Another problem we faced is that GSettingsBackend object instances seem to be used concurrently, i.e. multiple threads using the same instance instead of one thread using one instance. This corrupted (not thread-safe) data structures private to a GSettingsBackend instance and we had to wrap most things with a mutex, which is suboptimal. Is this a known problem or am I misunderstanding something?

pwithnall · May 25, 2021, 9:09am

Correct.

aiui a read() of a small amount of data (less than a few pages) can be assumed to not block, in all practical situations, if reading from a normal local file from a normal local mount. By contrast, it may block if reading from a pipe, NFS mount, or file backed by a FUSE mount.

[quote=“mpranj, post:3, topic:6544”]
Unfortunately such a background worker does not exist yet. We would implement it only if strictly needed.[/quote]

So how do you serialise concurrent writes to the same key from multiple processes?

It seems to me like you are ultimately going to reimplement something which looks a lot like dconf.

I’m not sure. None of the other GSettingsBackend implementations provide any internal thread safety. Are you using a single GSettings instance from multiple threads?

mpranj · May 25, 2021, 11:31am

In Elektra we have the concept of conflicts. To be able to write a config (or one key from the config) you have to first get the latest version of the config. This way, if you try to change a config which was modified without your knowledge, you get back a conflict.

Since this conflict concept does not really exist in GSettings, we simply write the last version of a key. When multiple processes write to the same key, basically the last process “wins”.

On a high level both are key-value databases, but we don’t want to reimplement dconf.

Elektra aims to be a general purpose configuration framework, unifying access to configuration files. We are also working on KDE (KConfig) support and already support many other configuration formats (TOML, JSON, XML, CSV, …) as well as bindings for many languages (C, C++, Python, Lua, Ruby, … ). Elektra is extensible via a plugin interface and allows users to specify and validate configuration. Elektra’s GSettings backend is a comparably small component.

Afaik dconf is very specialized to suit the needs of GNOME. As such, dconf might be faster than Elektra, but it does not solve the other big-picture problems. The performance is something we are trying to evaluate, as Elektra also utilizes an mmap based cache. More important to us though, is that we simplify and unify access to configuration for developers, providing a better experience.

Actually we are not directly using it. We have a working prototype GSettingsBackend based on Elektra and install it to the GIO module dir. It replaces the dconf module, so everything uses Elektra and not dconf. Whatever threading is going on is done by GNOME, GIO, or whatever manages the GSettings backend instances.

This is how we noticed that data, which should be private to a GSettings backend instance, is modified by another thread leading to corrupted data and segmentation faults.
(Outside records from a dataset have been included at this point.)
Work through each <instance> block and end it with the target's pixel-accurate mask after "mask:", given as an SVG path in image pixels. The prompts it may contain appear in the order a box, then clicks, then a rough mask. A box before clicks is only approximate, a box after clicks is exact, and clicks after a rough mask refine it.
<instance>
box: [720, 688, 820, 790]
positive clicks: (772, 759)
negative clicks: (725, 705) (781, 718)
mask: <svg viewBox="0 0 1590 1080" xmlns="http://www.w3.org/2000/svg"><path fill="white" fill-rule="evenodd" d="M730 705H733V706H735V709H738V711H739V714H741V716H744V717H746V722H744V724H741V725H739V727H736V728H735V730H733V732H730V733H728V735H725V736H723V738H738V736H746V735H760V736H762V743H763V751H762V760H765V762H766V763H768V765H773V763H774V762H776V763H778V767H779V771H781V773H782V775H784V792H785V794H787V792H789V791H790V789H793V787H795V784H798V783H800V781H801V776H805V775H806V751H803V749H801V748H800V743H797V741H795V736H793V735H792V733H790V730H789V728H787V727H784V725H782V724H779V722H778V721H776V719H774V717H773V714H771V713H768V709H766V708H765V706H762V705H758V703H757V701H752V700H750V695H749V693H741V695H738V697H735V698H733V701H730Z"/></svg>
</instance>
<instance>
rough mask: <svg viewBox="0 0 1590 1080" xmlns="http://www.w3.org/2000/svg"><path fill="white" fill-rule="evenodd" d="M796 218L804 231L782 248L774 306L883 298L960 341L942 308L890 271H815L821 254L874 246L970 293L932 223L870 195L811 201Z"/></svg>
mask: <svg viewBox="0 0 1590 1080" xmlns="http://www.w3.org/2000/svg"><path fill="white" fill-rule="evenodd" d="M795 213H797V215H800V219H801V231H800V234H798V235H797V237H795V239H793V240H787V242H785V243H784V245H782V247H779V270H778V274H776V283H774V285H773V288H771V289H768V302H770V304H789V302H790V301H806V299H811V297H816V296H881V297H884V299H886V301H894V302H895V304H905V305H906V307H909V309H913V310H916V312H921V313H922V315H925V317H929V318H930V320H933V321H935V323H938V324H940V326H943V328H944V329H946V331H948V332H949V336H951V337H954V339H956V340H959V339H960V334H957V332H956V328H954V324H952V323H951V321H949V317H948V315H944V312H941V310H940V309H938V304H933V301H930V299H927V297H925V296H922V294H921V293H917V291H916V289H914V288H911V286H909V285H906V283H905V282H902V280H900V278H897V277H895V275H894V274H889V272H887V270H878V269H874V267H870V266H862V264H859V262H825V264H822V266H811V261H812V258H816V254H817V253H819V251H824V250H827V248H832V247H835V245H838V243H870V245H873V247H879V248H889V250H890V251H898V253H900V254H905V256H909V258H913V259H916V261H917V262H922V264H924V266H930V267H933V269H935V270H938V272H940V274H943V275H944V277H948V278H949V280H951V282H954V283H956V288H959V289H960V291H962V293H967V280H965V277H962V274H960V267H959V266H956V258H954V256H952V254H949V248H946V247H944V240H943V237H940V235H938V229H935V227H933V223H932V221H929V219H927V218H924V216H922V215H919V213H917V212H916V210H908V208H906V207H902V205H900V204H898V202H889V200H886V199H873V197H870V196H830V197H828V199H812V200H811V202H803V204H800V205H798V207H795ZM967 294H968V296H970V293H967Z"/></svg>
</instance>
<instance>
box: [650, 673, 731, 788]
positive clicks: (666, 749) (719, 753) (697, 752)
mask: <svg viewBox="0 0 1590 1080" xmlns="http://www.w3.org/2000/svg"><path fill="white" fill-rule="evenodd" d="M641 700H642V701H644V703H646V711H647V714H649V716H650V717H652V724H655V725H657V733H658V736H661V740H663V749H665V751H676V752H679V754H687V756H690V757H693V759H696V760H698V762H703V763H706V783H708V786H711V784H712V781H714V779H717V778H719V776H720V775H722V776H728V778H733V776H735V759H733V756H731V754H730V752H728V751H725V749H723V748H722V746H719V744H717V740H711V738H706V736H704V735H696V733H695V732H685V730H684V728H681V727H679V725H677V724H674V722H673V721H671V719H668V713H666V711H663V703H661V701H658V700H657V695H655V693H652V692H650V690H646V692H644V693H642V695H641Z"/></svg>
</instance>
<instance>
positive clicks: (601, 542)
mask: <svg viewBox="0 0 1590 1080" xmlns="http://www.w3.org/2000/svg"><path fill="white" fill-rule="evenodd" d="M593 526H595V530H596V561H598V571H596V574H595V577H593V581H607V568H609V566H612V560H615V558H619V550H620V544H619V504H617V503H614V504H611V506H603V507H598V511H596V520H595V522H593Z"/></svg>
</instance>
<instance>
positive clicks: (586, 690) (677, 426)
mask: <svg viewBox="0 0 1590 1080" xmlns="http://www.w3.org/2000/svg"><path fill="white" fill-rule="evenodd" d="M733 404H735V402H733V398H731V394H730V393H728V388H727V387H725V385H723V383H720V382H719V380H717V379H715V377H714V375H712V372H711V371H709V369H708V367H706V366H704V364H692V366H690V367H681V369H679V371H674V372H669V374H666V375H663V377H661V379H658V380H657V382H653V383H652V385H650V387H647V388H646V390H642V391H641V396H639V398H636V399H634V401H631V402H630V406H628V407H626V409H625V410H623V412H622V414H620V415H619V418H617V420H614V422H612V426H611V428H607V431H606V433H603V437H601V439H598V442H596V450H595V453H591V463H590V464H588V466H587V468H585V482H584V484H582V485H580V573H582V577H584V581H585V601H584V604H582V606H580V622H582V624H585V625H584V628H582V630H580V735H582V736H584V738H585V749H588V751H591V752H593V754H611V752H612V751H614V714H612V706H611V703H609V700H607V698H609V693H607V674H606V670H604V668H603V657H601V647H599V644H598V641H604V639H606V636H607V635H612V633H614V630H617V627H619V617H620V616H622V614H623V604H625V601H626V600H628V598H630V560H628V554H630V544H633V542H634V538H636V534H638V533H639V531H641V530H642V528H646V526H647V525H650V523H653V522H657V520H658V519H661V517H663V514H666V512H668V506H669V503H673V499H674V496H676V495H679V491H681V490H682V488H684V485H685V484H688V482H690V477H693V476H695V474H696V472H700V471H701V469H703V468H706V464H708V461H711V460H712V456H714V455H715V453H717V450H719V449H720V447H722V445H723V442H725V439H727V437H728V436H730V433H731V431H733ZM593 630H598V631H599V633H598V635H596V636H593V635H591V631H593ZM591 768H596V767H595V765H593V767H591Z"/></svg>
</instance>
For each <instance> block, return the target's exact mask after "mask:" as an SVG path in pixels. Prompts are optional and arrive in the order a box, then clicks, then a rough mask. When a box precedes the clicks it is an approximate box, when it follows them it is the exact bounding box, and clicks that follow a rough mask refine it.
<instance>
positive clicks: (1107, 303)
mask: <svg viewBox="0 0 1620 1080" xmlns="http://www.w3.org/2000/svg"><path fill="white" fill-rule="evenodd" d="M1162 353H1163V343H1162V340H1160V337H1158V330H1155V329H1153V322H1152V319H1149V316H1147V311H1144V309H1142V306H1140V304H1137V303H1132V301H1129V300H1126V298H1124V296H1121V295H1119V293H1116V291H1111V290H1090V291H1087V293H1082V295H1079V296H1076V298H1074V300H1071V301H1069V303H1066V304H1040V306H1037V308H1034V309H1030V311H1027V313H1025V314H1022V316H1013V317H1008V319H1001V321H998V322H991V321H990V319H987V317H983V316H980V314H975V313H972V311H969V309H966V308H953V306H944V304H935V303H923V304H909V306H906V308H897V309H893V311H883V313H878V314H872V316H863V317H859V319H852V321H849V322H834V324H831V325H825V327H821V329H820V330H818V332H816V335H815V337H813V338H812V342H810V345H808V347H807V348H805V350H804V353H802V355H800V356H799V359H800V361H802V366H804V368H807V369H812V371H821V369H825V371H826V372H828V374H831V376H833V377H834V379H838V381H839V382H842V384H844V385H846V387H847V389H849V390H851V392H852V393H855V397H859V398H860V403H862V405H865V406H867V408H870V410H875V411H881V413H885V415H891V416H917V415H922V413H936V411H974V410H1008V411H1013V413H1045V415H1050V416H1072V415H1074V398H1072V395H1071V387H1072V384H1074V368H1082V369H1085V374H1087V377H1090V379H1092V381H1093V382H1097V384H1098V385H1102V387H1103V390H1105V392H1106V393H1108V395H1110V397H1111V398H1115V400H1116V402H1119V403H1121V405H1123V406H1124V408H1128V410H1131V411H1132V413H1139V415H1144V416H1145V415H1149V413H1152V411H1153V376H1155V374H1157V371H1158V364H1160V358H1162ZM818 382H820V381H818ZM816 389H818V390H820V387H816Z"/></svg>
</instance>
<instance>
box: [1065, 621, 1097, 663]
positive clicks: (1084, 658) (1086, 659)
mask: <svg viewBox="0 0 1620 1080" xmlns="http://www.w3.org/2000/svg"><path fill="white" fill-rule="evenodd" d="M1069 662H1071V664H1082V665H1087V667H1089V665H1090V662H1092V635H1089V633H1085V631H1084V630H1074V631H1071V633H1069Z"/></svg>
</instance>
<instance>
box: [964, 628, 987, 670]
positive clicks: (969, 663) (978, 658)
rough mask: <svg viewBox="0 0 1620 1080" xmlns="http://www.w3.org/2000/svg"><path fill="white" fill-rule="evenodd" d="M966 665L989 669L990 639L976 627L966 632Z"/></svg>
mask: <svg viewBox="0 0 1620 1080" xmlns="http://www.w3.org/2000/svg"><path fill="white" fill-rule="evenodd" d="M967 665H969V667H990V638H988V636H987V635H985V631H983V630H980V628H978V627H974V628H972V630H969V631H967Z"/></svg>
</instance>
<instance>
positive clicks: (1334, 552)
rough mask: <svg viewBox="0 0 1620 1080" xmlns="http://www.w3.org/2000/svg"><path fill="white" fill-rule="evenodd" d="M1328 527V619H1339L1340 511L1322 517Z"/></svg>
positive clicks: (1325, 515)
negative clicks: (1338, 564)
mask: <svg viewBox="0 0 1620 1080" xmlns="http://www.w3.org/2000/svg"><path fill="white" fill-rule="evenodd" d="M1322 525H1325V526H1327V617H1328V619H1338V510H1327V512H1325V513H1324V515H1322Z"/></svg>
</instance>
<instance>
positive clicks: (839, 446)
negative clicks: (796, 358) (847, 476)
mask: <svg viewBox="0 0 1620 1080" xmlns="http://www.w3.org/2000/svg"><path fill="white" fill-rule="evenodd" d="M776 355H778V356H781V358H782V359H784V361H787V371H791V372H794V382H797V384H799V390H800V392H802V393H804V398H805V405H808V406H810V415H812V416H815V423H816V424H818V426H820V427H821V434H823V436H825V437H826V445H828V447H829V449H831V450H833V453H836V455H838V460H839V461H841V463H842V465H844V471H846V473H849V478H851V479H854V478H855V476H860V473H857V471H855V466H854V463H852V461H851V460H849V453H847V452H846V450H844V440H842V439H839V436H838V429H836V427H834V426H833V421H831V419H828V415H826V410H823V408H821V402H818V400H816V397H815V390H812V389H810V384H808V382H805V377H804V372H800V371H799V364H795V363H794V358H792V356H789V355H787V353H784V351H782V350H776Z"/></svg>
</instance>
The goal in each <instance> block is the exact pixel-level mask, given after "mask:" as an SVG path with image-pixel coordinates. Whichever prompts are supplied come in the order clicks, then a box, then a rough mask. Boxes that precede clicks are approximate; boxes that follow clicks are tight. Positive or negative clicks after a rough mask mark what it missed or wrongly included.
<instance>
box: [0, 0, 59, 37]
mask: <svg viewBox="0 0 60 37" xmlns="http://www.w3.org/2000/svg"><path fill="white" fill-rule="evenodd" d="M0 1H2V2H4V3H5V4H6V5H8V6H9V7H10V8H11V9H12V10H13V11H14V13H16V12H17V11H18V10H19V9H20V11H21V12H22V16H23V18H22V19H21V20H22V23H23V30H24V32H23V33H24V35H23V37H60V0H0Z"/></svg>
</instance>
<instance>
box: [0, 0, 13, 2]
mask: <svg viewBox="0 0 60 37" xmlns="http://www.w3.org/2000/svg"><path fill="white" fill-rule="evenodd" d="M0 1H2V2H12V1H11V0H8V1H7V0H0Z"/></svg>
When we wrap access to the data with a GMutex the problems are gone. The mutex would not be needed if one instance was not accessed by multiple threads at the same time.

pwithnall · May 25, 2021, 1:30pm

Not really. The needs of GNOME are not that specific. It’s just a multiple-reader, single-writer mmapped data store. You can use it independently of GSettings. It depends on GLib, but nothing else in the GNOME stack.

Sounds like we need to improve the documentation around that, for sure. Could you please get a backtrace of one of these multi-threaded access situations, and attach it to a new issue filed against GLib?

system · June 8, 2021, 1:30pm

This topic was automatically closed 14 days after the last reply. New replies are no longer allowed.